Belluscura was founded in 2015. Originally based in the UK, through acquisitions of technology licensing agreement and patent deals, the company moved its operations to Plano. The company is working with research partner Separation Design Group to develop a modular portable oxygen enrichment ventilation system. It filed the patent for the device in March.

Since the product's intended customers are people suffering from COPD and other respiratory diseases, Belluscura want to target its focus there with its face mask donation.

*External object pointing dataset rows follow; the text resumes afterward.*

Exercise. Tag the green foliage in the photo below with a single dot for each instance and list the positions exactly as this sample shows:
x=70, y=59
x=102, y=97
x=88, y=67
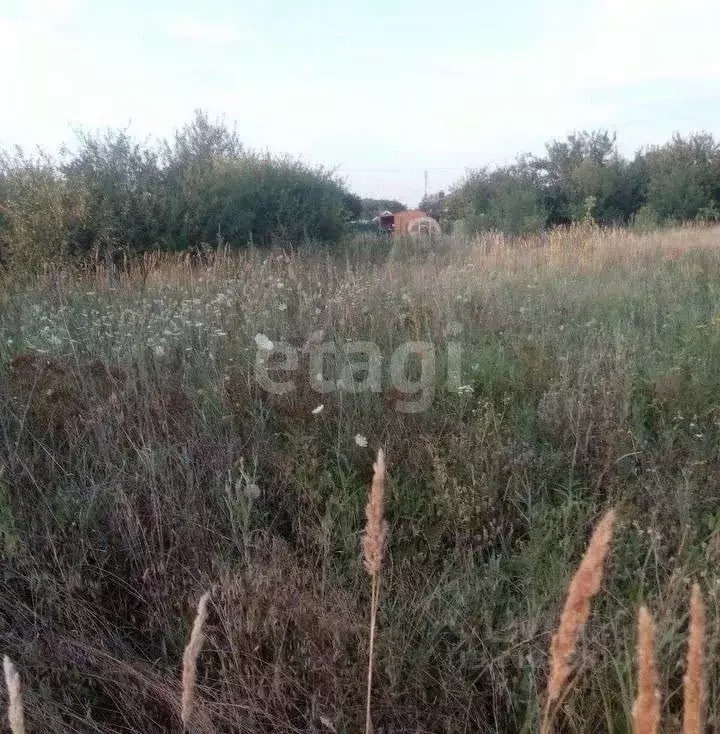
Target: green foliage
x=114, y=193
x=584, y=178
x=507, y=200
x=683, y=178
x=372, y=207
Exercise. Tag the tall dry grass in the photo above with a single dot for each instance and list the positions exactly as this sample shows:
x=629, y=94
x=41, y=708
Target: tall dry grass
x=589, y=382
x=583, y=588
x=374, y=540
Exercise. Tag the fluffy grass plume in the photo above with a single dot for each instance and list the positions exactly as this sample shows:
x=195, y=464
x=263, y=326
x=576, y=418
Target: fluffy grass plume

Among the recipients of the masks are the Plano Police Department, the Dallas Pulmonary Fibrosis Society and a church in North Dallas, among others. Rauker said that in addition with helping those in their industry, as well as people on the front line, those organizations were in a better position to distribute the masks to the people they knew who needed them the most.

Rauker added that Belluscura decided to print its name on some of the masks, not so much as self-promotion, but as a way to show creative advertising in the hopes of inspiring other companies in the area to help out.

"This is how you’re going to get the business world going. We have to figure out ways to protect these people."

“This is how you’re going to get the business world going. We have to figure out ways to protect these people,” Rauker said. “It’s just a wonderful thing when you bring something that’s going to make a difference in people’s lives and make a better quality of life.”

Because the device Belluscura is working on helps distill air into 96% oxygen and help patients who are having trouble breathing – some of the most severe symptoms of COVID-19 – it has received designation as an Emergency Use Authorized Product by the FDA, meaning its approval can be expedited. Rauker said the company is hoping for approval to bring it to market in the next month. However, he said the pandemic and the machinations of the FDA could slow the process.

Belluscura has received $9.6 million in total funding since its founding.

“This disease is going to be with us a long time,” Rauker said. “It’s not much, but at least our little startup could get together and squeeze some funds.”